Kuraklık riskine karşı çalışmaların Tarım ve Orman Bakanlığı tarafından sürat kesmeden devam ettiğini söyleyen Bakan Bekir Pakdemirli, daha sonra şunları söyledi:
“Bu kapsamda bizler de Tarım ve Orman Bakanlığı olarak, iklim değişikliğinin tesirlerini azaltmaya yönelik çalışmalarımızı daha da geliştirecek ve uzun vadeli planlarla daha da güçlendireceğiz. Yeniden bu yüzyılın en değerli ve en stratejik sorunlarından olan suyumuzu daha ayrıntılı incelemek, pahalandırmak ve sürdürülebilir bir idare anlayışı benimsemek niyetiyle 1. Su Şurası çalışmalarını Mart ayında başlatmıştık. Şura komitelerinin çalışmalarını neticelendirdik ve inşallah önümüzdeki hafta Pazartesi günü Şurayla ilgili ayrıntılı bir bilgilendirme toplantısı düzenliyor olacağız. Tüm projelerimizde, kaynak verimliliği ve etrafın korunması önceliğimizdir.

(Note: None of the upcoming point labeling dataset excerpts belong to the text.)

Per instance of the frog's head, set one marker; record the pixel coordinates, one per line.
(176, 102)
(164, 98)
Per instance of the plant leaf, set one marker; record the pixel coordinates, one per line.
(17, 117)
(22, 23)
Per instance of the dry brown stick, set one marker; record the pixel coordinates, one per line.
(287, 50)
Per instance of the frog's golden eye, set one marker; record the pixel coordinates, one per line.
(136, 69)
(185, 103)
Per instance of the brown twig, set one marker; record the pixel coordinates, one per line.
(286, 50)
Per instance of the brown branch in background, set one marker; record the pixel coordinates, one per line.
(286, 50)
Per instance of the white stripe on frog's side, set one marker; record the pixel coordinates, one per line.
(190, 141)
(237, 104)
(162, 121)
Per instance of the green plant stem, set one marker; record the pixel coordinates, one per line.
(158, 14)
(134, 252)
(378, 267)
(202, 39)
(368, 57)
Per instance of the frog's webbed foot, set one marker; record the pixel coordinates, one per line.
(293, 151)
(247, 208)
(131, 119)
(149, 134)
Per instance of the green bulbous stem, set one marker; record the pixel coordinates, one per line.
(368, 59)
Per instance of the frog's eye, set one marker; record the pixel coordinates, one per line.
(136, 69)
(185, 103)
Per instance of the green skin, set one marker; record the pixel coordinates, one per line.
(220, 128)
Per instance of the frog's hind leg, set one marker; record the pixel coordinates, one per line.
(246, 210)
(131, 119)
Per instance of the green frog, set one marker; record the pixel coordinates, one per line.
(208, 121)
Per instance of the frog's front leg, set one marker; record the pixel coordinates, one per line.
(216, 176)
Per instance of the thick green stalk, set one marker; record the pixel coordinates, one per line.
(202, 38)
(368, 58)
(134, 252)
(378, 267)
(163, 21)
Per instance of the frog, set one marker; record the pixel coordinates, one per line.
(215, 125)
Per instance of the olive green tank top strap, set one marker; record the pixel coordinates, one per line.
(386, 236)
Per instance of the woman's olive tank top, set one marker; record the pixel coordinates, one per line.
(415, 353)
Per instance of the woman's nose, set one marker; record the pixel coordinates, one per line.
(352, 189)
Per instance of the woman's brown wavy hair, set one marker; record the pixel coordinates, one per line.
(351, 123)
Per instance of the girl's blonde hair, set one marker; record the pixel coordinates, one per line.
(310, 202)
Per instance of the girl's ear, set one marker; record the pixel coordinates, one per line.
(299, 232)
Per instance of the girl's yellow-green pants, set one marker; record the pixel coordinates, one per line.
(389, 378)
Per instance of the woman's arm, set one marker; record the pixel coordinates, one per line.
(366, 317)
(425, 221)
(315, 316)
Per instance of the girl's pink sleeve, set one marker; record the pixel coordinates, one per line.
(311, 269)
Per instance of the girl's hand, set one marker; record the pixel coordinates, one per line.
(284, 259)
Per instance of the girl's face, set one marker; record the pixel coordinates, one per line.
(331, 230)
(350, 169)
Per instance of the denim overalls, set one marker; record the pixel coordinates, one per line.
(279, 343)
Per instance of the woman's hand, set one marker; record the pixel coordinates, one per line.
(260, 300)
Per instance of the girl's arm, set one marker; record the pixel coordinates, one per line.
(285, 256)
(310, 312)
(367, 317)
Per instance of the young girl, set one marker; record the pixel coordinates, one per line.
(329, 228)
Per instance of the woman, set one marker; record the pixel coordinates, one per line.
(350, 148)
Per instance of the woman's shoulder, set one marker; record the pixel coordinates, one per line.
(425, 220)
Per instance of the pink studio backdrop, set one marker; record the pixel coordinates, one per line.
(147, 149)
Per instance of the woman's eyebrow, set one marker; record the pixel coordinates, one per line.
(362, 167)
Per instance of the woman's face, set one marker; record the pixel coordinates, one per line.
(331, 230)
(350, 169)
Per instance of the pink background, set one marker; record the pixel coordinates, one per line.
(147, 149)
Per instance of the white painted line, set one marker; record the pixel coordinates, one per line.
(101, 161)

Bu toplantı vesilesiyle, iklim değişikliğine yönelik yürüttüğümüz kimi çalışmaları sizlerle paylaşmak istiyorum. Üreticinin emeği sel, kuraklık üzere afetlerle yok olmakta, randımanda kayıplar oluşmakta, tüketici ise besine daha fazla fiyat ödemek durumunda kalmaktadır. Bakanlık olarak kuraklığın tesirlerini en aza indirmek emeliyle Ziraî Kuraklıkla Çaba Stratejisi Hareket Planı’nı muvaffakiyetle uyguluyoruz. Susuz topraklardan daha çok randıman almak hedefiyle, dünyanın 3’üncü Kuraklık Test Merkezi’ni, Konya’da bulunan Bahri Dağdaş Araştırma Enstitümüz bünyesinde hizmete açtık. Bugüne kadar Araştırma Enstitülerimizde kuraklığa toleranslı 42 buğday ve 19 arpa çeşidi geliştirerek tescilini yaptık. Bakanlığımızca yürütülmekte olan “Tarım Havzaları Üretim ve Geliştirme Projesi” kapsamında, iklimle uyumlu eser yetiştirilmesi ile doğal kaynakların sürdürülebilir kullanımını amaçladık. Tabi bütün bu çalışmaların yanında, kuraklığın tesirlerini en aza indirmek için birçok dayanak uygulamasını gereksinim durumunda süratlice devreye alıyoruz. Ülkemizde su kısıtı olan ve yeraltı suları açısından yetersiz havzalarda, su kullanımının azaltılmasını sağlamak için, mısır üzere su tüketimi yüksek olan eserler yerine, su tüketimi az eserlerin ekimine dayanak sağlıyoruz. Mercimek ve nohut üzere su tüketimi az olan eserlere ek yüzde 50 fark takviyesi, fiğ, burçak, yem bezelyesi üzere eserlere de ek yüzde 50 yem bitkileri dayanağı vererek, suya nazaran üretim anlayışını yaygınlaştırmaya çalışıyoruz. Bitkisel eserler içerisinde en fazla su kullanan çeltikte, maliyetlerin düşürülmesi, su kaynaklarının aktif kullanımı ve metan gazı salımının azaltılması gayesiyle damla sulama usulüyle çeltik yetiştiriciliğini proje bazında desteklemeye başladık. İnşallah bu hafta sonu Çanakkale’de bu usulle üretimi yapılan çeltiklerin hasadını yapıyor olacağız.”
“6 adımlık yol haritası”
Planlanan toplantıların tamamlanmasına müteakip, ilerleyen süreçte yapılacak çalışmalara ait 6 adımlık yol haritası oluşturduklarını kaydeden Tarım ve Orman Bakanı Bekir Pakdemirli, “İklim değişikliğinin bitkisel üretim kesimi üzerindeki tesirlerine ve tarım havzaları bazında tespitine yönelik çalışmalar yapacağız. Kaynakların kullanımını optimize ederek, ziraî hasılayı artıracak eser deseni belirleyeceğiz. Tarım havzalarına uygun bitki tipi ve çeşitleri tespit edeceğiz. İklim ve toprak isteğine nazaran, en uygun gübreleme ve sulama metotlarını planlayıp, çiftçilerimizle paylaşacağız. Tarım takvimini tekrar gözden geçirerek, üretim süreçlerini iklim değişikliğine uygun olarak yürüteceğiz ve sürdürülebilirliğini sağlayacağız. Kısa ve uzun vadede alacağımız önlemleri içeren bir sonuç raporu hazırlayacağız” biçiminde konuştu.